From: David Booth <david@dbooth.org>
Date: Fri, 04 Mar 2011 13:18:28 -0500
To: nathan@webr3.org
Cc: AWWSW TF <public-awwsw@w3.org>
Message-ID: <1299262708.2525.30494.camel@dbooth-laptop>

Have you looked at the definition of IR that I proposed a while back?
It is logically equivalent to Roy's definition of a REST resource, but
it pulls the Request parameter out earlier.  Roy's notion of a REST
resource, roy:RR, is basically a "Curried" form of ftrr:IR
http://en.wikipedia.org/wiki/Currying :

  for any Time t and Request req, ftrr:IR(t, req) = roy:RR(t)(req).
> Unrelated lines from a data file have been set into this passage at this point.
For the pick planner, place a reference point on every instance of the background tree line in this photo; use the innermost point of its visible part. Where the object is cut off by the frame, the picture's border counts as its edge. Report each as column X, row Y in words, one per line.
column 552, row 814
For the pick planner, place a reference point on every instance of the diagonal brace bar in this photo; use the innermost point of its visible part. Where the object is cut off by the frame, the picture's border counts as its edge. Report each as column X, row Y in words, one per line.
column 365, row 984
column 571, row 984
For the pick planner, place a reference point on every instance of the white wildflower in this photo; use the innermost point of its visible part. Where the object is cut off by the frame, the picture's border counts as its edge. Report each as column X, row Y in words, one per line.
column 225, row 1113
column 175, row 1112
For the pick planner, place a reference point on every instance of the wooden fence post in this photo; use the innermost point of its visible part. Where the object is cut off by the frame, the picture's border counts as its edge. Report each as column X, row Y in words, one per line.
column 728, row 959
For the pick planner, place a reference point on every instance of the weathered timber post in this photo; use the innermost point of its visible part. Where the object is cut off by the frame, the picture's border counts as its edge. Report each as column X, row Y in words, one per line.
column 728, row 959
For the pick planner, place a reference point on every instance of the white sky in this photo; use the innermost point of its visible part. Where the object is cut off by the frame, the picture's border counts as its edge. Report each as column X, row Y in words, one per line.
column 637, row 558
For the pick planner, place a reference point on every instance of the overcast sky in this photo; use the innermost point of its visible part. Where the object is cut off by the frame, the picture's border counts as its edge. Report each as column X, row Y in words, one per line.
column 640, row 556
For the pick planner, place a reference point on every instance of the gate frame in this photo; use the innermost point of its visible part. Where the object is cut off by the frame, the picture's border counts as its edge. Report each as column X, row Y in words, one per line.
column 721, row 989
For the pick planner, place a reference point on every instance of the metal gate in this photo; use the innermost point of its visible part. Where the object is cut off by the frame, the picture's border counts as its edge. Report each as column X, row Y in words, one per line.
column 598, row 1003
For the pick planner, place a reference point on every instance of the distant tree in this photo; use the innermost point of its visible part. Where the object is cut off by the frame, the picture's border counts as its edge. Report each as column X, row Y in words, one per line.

If one wishes to nitpick, Roy does not explicitly say that the second
step of selecting a representation (via content negotiation) is
functional, but I think it is implied:
More precisely, a resource R is a temporally varying membership function
MR(t), which for time t maps to a set of entities, or values, which are
equivalent. The values in the set may be resource representations and/or
resource identifiers. [ . . . ]

This abstract definition of a resource . . . allows late binding of the
reference to a representation, enabling content negotiation to take
place based on characteristics of the request.

Furthermore, the discussion of content negotiation in section 12.1 of
RFC 2616 also implies (but does not explicitly say) that it is
   Selection [of the best representation for a response] is based on
   the available representations of
   the response (the dimensions over which it can vary; e.g. language,
   content-coding, etc.) and the contents of particular header fields in
   the request message or on other information pertaining to the request
   (such as the network address of the client).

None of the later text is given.